バ「そんなに怖がらなくても、ただ本棚から本が落ちただけですよ。」
バーラルクスは涙目になって怖がっているアラネクスの頭を優しく撫でながらそう言った。
ア「ほんとに........?」
アラネクスはそういうと、恐る恐る後ろに振り返った。
後ろに振り返って見てみると、バーラルクスが言っていた通り、本が床に落ちていた。
ア「ほんとだ.......ただ、本が落ちただけなんだね。」
アラネクスは安心したのか、ホッとした顔でため息を漏らした。
バ「はい、ただ本が床に落ちただけです。どうして、本棚に並べているはずの本が勝手に落ちたのかは分かりませんがね?」
バーラルクスが悪戯な笑みを浮かべながらそう言うと、アラネクスは再び顔を真っ青に染め、小刻みに震えだした。
ア「た、たまたま!落ちやすい場所に置いてた本が床に落ちちゃっただけだよ!」
バ「本当にそうなのでしょうかね?私には誰かが落としたように感じられたのですが...........。

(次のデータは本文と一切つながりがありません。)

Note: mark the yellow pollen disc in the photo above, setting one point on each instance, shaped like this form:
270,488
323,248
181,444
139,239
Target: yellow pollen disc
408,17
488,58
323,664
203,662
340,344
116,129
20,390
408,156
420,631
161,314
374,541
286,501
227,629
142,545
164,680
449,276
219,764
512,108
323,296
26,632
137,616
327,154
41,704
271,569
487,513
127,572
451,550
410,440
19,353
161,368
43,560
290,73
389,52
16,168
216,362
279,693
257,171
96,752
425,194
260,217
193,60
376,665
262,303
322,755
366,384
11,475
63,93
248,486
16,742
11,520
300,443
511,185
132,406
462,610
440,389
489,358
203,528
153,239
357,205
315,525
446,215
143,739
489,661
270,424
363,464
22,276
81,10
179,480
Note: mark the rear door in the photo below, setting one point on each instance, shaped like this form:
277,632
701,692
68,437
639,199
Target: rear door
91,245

」
バーラルクスが首を傾げながらそう言うと、アラネクスはさらに顔を青く染めた。
バ「気にしても仕方ありませんし、明日もあるので、もう寝ましょうか。アラネクスは私の寝室にあるベットを使ってください。私はこのソファーで寝ますので。」
バーラルクスがそう言うと、アラネクスは涙目でバーラルクスのことを見つめながら、バーラルクスの服の袖を掴んで言った。

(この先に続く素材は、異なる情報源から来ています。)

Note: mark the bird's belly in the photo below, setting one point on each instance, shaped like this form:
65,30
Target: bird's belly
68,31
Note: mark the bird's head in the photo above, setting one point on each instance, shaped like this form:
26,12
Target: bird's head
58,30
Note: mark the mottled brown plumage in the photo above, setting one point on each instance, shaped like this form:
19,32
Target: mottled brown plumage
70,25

ア「ねえ.......バーラルクス?今日は一緒に寝ようよ..........。」
バ「ですが、私のベットは1人用なので、一緒に寝るのには狭いですよ?」
ア「別に平気だから.......お願いだから一緒に寝よ?」
アラネクスはバーラルクスに涙が今にも溢れ出しそうなキラキラした目で見つめながら、震えた声でお願いした。
その姿を見たバーラルクスは流石にこれ以上、いじめるのは可哀想だと思った。
バ「しょうがないですね。分かりました。今日は一緒に寝ましょうか。」
ア「ありがとう.......バーラルクス...........。」
そうして、アラネクスとバーラルクスは2人で一緒に寝たのだった。